La historia se remonta a 1993, durante un partido entre Liga Deportiva Alajuelense y Carmelita, en el estadio Alejandro Morera Soto. Era un encuentro normal… hasta que no lo fue. En pleno juego, las luces del estadio se apagaron repentinamente, lo que dejó a jugadores, árbitros y aficionados desconcertados.
La anécdota cuenta que quien estaba cerca de la zona de los controles eléctricos era nada menos que Mauricio “El Chunche” Montero, figura emblemática del liguismo, hoy leyenda viviente. Aunque él nunca aceptó haber sido el causante del apagón, con el paso del tiempo la leyenda urbana tomó fuerza… y humor.
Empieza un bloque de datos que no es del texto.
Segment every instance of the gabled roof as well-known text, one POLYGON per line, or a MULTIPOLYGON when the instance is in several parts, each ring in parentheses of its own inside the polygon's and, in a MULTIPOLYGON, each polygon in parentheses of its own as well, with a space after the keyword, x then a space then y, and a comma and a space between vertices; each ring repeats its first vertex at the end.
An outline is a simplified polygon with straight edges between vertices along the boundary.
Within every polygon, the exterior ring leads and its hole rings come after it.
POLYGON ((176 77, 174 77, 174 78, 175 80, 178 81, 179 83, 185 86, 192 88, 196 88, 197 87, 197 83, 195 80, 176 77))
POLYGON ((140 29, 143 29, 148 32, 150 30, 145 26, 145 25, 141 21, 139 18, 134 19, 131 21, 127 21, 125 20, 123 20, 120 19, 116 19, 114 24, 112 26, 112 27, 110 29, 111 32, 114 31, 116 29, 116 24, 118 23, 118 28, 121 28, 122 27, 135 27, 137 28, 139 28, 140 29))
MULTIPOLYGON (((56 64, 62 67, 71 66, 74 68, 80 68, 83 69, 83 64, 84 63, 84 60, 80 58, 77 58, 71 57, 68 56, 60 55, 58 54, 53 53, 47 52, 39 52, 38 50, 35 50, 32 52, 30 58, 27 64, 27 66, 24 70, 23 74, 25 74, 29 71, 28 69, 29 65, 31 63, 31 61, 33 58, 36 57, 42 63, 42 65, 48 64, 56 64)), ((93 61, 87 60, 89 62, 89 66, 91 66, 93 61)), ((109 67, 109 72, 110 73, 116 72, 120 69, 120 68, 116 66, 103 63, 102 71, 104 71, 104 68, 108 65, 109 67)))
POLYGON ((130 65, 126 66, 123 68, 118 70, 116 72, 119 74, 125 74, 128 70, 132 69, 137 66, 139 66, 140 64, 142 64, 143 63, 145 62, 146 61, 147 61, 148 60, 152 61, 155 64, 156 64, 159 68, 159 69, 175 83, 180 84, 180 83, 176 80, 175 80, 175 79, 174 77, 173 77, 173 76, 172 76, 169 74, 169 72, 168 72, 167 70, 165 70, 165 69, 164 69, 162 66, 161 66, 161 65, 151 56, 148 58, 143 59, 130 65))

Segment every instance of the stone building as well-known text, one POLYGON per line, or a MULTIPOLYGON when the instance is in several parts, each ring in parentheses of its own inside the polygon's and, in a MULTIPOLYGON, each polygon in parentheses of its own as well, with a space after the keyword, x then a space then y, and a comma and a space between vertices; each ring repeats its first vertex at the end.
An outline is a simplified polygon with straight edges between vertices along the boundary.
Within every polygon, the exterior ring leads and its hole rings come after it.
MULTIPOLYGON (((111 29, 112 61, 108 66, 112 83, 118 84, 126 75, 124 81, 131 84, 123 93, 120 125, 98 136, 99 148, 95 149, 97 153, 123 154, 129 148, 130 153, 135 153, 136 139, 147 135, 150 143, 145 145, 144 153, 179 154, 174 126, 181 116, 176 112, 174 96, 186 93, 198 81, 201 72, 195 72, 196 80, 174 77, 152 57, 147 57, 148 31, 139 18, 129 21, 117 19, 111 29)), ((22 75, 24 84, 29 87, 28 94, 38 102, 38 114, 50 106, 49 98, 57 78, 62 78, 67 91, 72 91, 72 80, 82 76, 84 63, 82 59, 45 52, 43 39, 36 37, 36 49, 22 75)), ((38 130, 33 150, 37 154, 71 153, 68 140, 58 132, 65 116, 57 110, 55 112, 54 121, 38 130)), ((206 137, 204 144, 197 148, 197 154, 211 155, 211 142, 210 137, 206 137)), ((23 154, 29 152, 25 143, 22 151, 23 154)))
Desde entonces, cada vez que se da un apagón en el Morera —o incluso en otros estadios— no falta quien diga en redes o en la grada:
“¡El Chunche bajó el switch!”
La frase ha sobrevivido a generaciones, y se ha reactivado cada vez que el Morera Soto vive un fallo eléctrico, como ha ocurrido en años recientes. Incluso, hay quienes la usan para bromear cuando Alajuelense remonta o cambia el ritmo de un partido, como si el apagón fuera parte del guion rojinegro.
🔌 ¿Apagón planificado? No, pero…
La versión más creíble es que aquel apagón fue un simple fallo técnico, pero la coincidencia del momento, la presencia de Chunche en el área, y el ingenio tico, hicieron el resto. Mauricio Montero siempre ha tomado la broma con buen humor, y su leyenda como símbolo del liguismo solo creció con el cuento.
Mauricio ‘Chunche’ Montero en la gradería este del Morera Soto – Ídolo manudo 📸 Fernando Araya pic.twitter.com/tOykkOX9dp
— Everardo Herrera (@alpiedeldeporte) May 22, 2025
📸 Y anoche, la leyenda volvió a encenderse
Durante el clásico de este miércoles en el Morera Soto, la afición no dejó pasar el momento. En plena gradería este, los manudos comenzaron a buscar al Chunche para tomarse fotos, reírse, y como parte de la joda, pedirle entre risas que “por favor subiera el switch antes de las 11:00 p. m.” y “terminara con esto de una vez”.
El histórico defensor pasó de grupo en grupo, entre selfies y abrazos, soltando carcajadas cada vez que alguien le recordaba su fama de “electricista no autorizado” del Morera.
Porque si hay algo que el Chunche nunca apagó, fue el cariño del pueblo liguista.